Of course, the hotel staff knew everything. The Honolulu police had interviewed them, yet shrewdly they answered only the questions they were asked. In the police station they did not volunteer any information; they were unspontaneous and monosyllabic. With me they were more forthcoming, however, especially when they saw that Madam Ma had begun to order them around. Sweetie, as head of Housekeeping, supplied me with informants.
"We saw the guy Ferretti all the time on the fifth floor, and in the room," Pacita said. And Marlene, her cleaning partner, said, "If you clean someone's room, you know all about them. The wastebasket is full of secrets. The bathroom too."
Amo regularly visited Madam Ma in her room. On the days he replaced the flowers in the lobby, Amo stayed for lunch — it was part of his contract — and Madam Ma joined him. Usually they drank on her lanai afterward, and Room Service had a record of those orders. Housekeeping did the rest — disposed of the bottles, picked up the glasses — and part of performing their job was to wander the corridors, tidying, vacuuming, trying doors and entering unoccupied rooms. On the days of Amo's visits, Madam Ma's door stayed locked, with the Do Not Disturb sign hung on the
knob. Later, the Please Service This Room sign went up and the sheets were changed.

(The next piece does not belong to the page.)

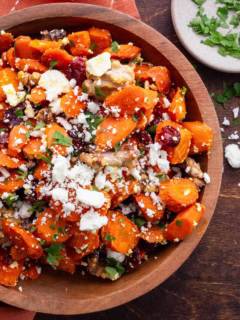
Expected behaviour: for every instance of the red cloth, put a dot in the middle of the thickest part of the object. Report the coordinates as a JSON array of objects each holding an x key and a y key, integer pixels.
[{"x": 126, "y": 6}]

"If you make the bed, you know everything," Marlene said.
Madam Ma was one of the strongest women I had ever known. She looked birdlike but she was a bully. There was a reason for Marlene to confide in me. One day she had broken a glass in Madam Ma's bathroom. To punish her, Madam Ma insisted that Marlene pick up the bits of glass with her bare hands, and she stood over her, scolding. She hectored Rose, she nagged me, she bossed the staff. How was it possible that she had been overpowered by Amo?
Simply, she had not been. Amo was her lover. She had been in control the entire time. The staff knew every detail: how she was dressed on the afternoons when they were together, the pink negligee, the high- heeled slippers. "She looked beautiful those days." And they had games, fantasies that she scripted, that they acted out, that were audible in the adjoining rooms. After the drinking, she slipped into the bedroom to get ready, and Amo entered the bedroom from the lanai as Madam Ma admired herself in the mirror. She saw the man's menacing reflection.

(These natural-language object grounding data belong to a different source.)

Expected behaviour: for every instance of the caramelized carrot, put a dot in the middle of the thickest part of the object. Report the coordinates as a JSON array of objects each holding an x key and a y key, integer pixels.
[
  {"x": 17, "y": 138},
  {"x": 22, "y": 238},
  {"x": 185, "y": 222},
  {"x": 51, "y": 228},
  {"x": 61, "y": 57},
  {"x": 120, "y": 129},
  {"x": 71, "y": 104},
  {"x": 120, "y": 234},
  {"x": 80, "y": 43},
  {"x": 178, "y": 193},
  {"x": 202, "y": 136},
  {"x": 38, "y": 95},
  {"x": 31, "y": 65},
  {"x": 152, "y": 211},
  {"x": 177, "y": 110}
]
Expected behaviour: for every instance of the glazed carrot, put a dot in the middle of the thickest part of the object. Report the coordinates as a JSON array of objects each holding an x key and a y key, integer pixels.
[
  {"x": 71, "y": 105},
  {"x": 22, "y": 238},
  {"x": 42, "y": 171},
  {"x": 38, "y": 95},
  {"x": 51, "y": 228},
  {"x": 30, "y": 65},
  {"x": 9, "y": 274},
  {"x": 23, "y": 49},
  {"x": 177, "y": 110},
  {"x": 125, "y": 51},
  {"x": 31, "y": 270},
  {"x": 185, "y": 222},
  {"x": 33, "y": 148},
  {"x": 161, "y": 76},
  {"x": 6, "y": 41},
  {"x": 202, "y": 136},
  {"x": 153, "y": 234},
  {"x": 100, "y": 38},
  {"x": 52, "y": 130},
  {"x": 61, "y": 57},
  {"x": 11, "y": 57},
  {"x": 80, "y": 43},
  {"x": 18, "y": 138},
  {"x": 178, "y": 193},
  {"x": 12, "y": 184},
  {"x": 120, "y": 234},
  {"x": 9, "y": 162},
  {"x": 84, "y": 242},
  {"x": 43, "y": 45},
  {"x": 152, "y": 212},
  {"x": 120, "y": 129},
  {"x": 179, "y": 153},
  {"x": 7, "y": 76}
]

Hairy Amo slipped the negligee from her shoulders, pushed her to her knees, and took her from behind. Her greatest pleasure came later, when Amo was so frenzied he ignored her pleas. He took her roughly on the floor of the room, and that was rapture. And though their endearments could be heard afterward, on the day in question they were interrupted by Chip, who drew his own conclusions and saw the lovemaking as rape.